Saale-Unstrut nimmt in der Liste der Gutedel anbauenden deutschen Qualitätsweinanbaugebiete immerhin Platz zwei ein. Zwar klar hinter Baden (1117 Hektar), aber mit 23 Hektar doch klar vor den anderen (Sachsen drei Hektar, Pfalz und Rheinhessen je ein Hektar). Mit auf dem Verkostungstisch standen übrigens von Saale-Unstrut Tropfen des Weingutes Klaus Böhme aus Kirchscheidungen, des Thüringer Weingutes Bad Sulza, vom Naumburger Weingut Hey, aus den Weingütern Grober-Feetz aus Freyburg und Köhler-Wölbling aus Weischütz - alles 18er - sowie der 17er des Thüringer Weingutes Zahn aus Kaatschen. Und für den Veranstalter der Verkostung gab es einen überraschenden Sieger. Der 2018er Rote Gutedel Mons Omnium Sanctorum von Saale-Unstrut! Bitte, was? Mit dem kleinen Latinum oder einer Übersetzungs-App kriegt man wohl noch hin, dass es sich beim Namensgeber um einen Allerheiligenberg handelt. Den findet man unweit des Göttersitzes, oberhalb des kleinen linkssaalischen Parkplatzes am Fischhaus. 950 Gutedel-Reben stehen hier, je zur Hälfte weißer und roter.

Als Petra Wiegel 2014 die Anlage übernahm, wohnte die Berlinerin schon über 30 Jahre in der Region. In den Gutedel hatte sie sich ob seiner Leichtigkeit und geringen Alkoholwerte verliebt. In den ersten Jahren noch mit einer Winzerin an ihrer Seite, kümmert sie sich seit letztem Jahr gemeinsam mit ihrem Sohn um die Pflege der Reben. Die Liebe zum Gutedel ging so weit, dass sie sich im Gutedel-Zentrum im Markgräflerland selbst ein Bild machte und viel aufsog. Zudem bildete sie sich generell als Winzerin weiter, besuchte vielerlei Kurse und machte sich bei anderen Winzern ein Bild vom Handwerk, das für sie zum zeitintensiven Hobby werden sollte. Zu den bereits vorhandenen weißen Gutedel-Stöcken setzte sie die rote Variation. Eine andere Sorte hat sie auf ihrem „Gutedel-Hof“ nicht geplant.

Jahrgang 1962 sieht man ihr nicht an. „Das liegt wohl in den Genen. Das war früher ein Fluch, da hat man mich ob meines jugendlichen Aussehens oft nicht ernst genommen. Jetzt ist es wohl eher ein Vorteil.“ Den Wein gibt es nicht zu kaufen. Wer aber bei der Weinmeile Stammgast ist, hat ihn vielleicht schon probieren können. Nicht jedes Jahr ist sie dabei, aber drei- oder viermal schon.

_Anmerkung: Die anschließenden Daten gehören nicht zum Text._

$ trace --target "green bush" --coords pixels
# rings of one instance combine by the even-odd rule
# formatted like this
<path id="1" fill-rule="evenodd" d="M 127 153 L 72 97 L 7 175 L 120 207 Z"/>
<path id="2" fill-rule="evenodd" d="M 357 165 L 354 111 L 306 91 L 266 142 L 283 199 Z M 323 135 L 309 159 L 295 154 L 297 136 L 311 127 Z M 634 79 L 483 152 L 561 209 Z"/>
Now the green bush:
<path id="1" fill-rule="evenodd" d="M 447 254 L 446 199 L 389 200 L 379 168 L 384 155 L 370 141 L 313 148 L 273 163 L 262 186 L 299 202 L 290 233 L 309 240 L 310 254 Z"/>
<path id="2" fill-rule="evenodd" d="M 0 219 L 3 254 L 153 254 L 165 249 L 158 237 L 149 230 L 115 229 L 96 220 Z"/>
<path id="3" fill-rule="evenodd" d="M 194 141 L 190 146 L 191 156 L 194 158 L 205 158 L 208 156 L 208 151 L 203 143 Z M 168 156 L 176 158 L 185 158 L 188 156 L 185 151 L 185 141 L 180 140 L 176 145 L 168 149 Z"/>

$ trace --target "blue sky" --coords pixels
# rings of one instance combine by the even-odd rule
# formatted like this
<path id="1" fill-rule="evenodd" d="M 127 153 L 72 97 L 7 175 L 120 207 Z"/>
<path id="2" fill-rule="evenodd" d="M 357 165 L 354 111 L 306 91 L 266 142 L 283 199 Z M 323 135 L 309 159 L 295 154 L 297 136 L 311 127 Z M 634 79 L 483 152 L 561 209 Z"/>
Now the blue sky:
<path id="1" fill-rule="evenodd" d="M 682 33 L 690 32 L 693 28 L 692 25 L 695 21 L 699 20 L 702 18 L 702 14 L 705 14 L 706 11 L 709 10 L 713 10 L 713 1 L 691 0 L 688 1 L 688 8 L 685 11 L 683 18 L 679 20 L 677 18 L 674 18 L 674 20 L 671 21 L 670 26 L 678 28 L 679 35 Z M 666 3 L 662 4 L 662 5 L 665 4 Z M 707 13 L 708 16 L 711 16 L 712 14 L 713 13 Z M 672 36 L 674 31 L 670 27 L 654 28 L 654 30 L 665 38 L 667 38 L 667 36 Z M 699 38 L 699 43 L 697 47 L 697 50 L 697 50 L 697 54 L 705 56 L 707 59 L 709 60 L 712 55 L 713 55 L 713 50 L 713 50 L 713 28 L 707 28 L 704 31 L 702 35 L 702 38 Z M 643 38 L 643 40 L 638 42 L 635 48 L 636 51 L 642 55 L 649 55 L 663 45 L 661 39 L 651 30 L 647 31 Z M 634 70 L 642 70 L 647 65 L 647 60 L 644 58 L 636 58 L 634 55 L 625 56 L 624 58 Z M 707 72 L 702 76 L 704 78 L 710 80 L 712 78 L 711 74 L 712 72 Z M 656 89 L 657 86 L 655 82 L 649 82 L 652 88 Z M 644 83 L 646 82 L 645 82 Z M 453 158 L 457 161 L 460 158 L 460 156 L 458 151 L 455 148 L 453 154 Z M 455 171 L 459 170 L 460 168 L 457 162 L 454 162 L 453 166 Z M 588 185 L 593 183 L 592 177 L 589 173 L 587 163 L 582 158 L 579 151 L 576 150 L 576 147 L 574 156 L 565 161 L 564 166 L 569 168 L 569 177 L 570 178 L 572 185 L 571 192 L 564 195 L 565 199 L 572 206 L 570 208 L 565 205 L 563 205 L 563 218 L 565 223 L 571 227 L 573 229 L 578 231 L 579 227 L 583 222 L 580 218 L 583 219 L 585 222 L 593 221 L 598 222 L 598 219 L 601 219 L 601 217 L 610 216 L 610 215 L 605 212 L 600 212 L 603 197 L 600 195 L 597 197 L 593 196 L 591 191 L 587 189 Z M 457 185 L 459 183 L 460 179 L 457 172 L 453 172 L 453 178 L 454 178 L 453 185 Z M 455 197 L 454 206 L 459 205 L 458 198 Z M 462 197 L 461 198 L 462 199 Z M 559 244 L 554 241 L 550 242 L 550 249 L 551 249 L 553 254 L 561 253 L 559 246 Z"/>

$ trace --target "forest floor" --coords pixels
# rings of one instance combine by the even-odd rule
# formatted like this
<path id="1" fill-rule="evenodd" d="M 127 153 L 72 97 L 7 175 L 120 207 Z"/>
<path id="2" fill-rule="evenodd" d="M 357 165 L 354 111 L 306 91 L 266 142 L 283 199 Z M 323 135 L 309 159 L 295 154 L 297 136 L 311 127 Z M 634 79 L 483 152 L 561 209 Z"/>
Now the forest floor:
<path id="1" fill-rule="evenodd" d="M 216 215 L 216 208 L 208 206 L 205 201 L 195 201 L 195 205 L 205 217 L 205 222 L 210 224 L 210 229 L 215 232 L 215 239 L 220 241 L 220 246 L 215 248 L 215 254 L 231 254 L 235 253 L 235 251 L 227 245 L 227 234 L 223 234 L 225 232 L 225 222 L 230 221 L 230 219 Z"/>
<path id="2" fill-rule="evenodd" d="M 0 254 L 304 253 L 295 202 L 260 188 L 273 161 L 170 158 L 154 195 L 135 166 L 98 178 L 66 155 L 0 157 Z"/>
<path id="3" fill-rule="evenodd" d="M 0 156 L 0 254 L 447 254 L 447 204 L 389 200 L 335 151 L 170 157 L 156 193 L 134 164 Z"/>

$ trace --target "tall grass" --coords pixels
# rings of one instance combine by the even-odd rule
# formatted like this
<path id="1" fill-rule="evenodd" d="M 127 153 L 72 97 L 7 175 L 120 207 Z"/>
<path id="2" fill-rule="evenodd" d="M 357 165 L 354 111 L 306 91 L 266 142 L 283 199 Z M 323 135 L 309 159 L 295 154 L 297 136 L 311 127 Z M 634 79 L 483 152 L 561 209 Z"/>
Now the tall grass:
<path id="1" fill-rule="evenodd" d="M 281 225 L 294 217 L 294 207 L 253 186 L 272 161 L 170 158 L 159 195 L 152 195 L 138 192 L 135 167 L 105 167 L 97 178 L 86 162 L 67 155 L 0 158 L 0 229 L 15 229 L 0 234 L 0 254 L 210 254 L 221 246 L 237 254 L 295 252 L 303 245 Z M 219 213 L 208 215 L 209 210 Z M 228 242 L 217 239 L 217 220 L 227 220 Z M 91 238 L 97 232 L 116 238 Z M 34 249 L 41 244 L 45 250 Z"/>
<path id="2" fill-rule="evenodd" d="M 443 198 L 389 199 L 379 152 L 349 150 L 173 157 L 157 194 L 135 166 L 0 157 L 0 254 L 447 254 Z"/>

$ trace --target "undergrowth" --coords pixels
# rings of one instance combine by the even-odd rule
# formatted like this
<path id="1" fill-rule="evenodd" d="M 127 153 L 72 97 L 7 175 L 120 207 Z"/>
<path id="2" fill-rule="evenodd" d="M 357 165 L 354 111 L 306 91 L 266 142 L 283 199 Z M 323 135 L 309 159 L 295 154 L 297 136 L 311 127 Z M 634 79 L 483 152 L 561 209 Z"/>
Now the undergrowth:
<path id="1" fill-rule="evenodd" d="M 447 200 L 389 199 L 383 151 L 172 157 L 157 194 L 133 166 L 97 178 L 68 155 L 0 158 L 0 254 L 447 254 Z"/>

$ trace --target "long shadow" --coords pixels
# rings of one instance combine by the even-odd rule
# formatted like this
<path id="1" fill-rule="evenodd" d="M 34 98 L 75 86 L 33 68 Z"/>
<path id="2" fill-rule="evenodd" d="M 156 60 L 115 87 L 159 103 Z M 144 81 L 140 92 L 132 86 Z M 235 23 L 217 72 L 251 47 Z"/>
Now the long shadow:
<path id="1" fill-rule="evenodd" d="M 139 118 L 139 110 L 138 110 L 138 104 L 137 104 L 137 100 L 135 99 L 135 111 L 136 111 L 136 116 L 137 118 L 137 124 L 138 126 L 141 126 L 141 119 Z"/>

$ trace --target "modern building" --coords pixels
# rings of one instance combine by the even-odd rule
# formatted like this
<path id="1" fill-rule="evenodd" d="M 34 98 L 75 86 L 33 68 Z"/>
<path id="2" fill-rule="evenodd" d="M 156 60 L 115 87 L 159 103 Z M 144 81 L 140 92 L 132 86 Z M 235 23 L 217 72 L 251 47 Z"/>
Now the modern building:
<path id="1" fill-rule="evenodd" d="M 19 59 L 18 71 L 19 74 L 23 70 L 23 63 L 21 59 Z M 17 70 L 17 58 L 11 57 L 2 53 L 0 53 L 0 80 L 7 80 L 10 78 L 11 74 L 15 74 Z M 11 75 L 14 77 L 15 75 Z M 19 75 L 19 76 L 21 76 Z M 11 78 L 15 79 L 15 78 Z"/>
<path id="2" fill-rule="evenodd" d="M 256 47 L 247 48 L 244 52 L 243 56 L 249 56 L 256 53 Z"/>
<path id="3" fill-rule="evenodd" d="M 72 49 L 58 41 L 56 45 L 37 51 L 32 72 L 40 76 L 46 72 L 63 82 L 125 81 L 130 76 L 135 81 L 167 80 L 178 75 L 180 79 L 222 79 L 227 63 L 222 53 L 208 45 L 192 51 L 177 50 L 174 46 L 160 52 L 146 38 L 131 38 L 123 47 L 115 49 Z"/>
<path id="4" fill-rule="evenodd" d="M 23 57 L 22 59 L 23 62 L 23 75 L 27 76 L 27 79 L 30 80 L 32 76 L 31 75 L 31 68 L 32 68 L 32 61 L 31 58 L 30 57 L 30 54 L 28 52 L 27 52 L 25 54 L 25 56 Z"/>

Auch auf dem „Rest“ des Grundstücks hat sie viel investiert, ein Schmuckstück gezaubert, da steckt nicht nur viel Liebe drin. Ausgebaut werden die Weine bei Johannes Beyer. Das ist insofern folgerichtig, weil Sohn Wiegel und Beyer befreundet sind. Nicht, dass Johannes die Weine seiner anderen Kunden nicht ebenso sorgsam ausbauen würde. Aber hier ist ihm wohl etwas Besonderes gelungen.

Journalisten-Kollege Uwe Köster beschrieb den Roten Gutedel in seinem Internet-Blog als „blassrosa, sehr hell, schöne rauchige Aromen, Mandel, Walnuss - ein subtiler, spannender Wein“. Bevor Petra Wiegel am Jahresende Geburtstag feiern kann, wird es wohl keine Chance mehr geben, diesen Wein einmal selbst zu kosten. Aber fürs nächste Jahr ist eine Probe fest vereinbart. Denn die anderen hiesigen Gutedel kenne und mag ich durchweg, da ist die Neugier auf diesen Tropfen natürlich mehr als nur geweckt.